We plan to investigate how to extend the models and the algorithms developed by the HPC community to map automatically a complex application to an FPGA. This raises many issues. How to schedule/allocate the computations and the data on the FPGA in order to reduce the data transfers while keeping a high throughput? How to use optimally the resources of the FPGA while keeping a low critical path? To address these issues, we plan to develop novel execution models based on process networks and to extend/cross-fertilize the algorithms developed in both HPC and high-level synthesis communities.
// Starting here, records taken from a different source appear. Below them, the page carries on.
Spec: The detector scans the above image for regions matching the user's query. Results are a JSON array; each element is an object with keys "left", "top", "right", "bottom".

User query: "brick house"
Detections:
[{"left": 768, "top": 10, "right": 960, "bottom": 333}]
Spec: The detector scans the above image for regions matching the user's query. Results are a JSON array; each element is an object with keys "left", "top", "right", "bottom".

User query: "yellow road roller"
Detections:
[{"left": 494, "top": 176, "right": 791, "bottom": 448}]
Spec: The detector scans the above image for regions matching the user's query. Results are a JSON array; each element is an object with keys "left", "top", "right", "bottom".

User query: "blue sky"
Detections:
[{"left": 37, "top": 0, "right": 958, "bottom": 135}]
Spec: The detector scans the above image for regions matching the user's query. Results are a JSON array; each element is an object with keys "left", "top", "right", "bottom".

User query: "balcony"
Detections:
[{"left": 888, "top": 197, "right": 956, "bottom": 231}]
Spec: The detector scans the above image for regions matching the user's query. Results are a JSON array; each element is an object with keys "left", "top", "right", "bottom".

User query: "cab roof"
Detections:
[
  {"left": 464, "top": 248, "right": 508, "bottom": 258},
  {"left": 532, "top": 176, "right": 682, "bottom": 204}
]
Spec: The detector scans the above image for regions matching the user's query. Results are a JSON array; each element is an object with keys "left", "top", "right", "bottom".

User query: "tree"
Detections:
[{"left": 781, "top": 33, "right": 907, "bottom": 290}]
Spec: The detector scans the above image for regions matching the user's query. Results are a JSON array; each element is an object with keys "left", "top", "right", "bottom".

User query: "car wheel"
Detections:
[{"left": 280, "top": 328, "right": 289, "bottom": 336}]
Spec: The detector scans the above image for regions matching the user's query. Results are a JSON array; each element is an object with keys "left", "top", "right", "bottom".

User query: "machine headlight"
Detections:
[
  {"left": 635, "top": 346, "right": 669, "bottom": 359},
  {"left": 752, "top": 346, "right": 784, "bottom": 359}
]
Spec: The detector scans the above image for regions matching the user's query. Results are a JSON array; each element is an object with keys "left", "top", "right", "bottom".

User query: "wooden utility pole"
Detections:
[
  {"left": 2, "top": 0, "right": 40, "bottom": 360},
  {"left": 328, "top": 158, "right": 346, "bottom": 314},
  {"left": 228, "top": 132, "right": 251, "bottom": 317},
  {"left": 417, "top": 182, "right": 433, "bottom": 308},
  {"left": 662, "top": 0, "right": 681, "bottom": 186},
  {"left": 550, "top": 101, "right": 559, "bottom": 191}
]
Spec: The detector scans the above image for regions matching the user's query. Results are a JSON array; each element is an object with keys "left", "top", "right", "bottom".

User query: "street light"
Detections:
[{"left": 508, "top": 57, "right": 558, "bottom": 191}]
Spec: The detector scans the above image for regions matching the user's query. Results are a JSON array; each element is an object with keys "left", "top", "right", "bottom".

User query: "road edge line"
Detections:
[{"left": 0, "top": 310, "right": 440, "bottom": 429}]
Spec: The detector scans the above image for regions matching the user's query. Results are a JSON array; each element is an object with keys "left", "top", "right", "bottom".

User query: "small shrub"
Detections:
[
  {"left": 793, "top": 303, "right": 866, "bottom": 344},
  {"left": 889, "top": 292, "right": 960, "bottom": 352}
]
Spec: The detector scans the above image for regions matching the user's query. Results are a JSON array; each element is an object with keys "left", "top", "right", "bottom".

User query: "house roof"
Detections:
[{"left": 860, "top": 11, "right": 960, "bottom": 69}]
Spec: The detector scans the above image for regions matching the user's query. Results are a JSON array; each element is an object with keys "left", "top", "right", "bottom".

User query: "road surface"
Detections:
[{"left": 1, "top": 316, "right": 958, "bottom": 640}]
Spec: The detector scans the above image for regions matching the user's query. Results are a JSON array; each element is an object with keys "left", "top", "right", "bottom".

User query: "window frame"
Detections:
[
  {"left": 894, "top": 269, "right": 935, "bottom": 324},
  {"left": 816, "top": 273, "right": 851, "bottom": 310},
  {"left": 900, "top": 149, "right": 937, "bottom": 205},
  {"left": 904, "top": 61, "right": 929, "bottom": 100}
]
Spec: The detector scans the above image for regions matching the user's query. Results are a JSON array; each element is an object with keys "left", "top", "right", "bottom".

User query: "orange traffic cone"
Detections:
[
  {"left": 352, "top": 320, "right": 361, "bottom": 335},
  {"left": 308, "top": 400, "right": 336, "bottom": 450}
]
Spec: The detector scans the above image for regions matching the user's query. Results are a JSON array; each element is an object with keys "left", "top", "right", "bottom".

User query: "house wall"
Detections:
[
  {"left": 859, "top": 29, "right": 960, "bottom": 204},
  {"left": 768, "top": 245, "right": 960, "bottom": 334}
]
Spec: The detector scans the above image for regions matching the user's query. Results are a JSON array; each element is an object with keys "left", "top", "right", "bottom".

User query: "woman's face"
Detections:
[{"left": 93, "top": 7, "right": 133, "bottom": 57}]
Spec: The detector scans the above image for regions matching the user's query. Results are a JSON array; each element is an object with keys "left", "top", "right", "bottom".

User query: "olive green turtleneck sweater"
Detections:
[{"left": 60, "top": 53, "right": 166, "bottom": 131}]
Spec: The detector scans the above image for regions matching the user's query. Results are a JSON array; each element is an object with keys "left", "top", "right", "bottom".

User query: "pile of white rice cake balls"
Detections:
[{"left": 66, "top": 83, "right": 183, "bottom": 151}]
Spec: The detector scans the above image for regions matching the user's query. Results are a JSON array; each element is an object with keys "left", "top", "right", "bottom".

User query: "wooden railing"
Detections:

The purpose of the XtremLogic start-up company, co-founded by Christophe Alias and Alexandru Plesco is to transfer the results of this research to an industrial level compiler.
Simulation of Systems on a Chip
One of the bottlenecks in complex Systems on a Chip (SoCs) design flow is the simulation speed: it is necessary to be able to simulate the behavior of a complete system, including software, before the actual chip is available. Raising the level of abstraction from Register Transfer Level to more abstract simulations like Transaction Level Modeling (TLM) [63] in SystemC [62] allowed gaining several orders of magnitude of speed. We are particularly interested in the loosely timed coding style where the timing of the platform is not modeled precisely, and which allows the fastest simulations. Still, SystemC implementations used in production are still sequential, and one more order of magnitude in simulation speed could be obtained with proper parallelization techniques.
Matthieu Moy is a renown expert in the domain. He has worked on SystemC/TLM simulation with STMicroelectronics for 15 years. He presented part of his work on the subject to Collège de France with Laurent Maillet-Contoz from STMicroelectronics (http://www.college-de-france.fr/site/gerard-berry/seminar-2014-01-29-17h30.htm).
Matthieu Moy is the co-advisor (with Tanguy Sassolas) of the Phd of Gabriel Busnot, started in November 2017 in collaboration with CEA-LIST. The research will be on parallelizing SystemC simulation, and the first ideas include compilation techniques to discover process dependencies.
Work on SystemC/TLM parallel execution is both an application of other work on parallelism in the team and a tool complementary to HLS presented above. Indeed, some of the parallelization techniques we develop in CASH could apply to SystemC/TLM programs. Conversely, a complete design-flow based on HLS often needs fast system-level simulation: the full-system usually contains both parts designed using HLS, handwritten hardware components and software.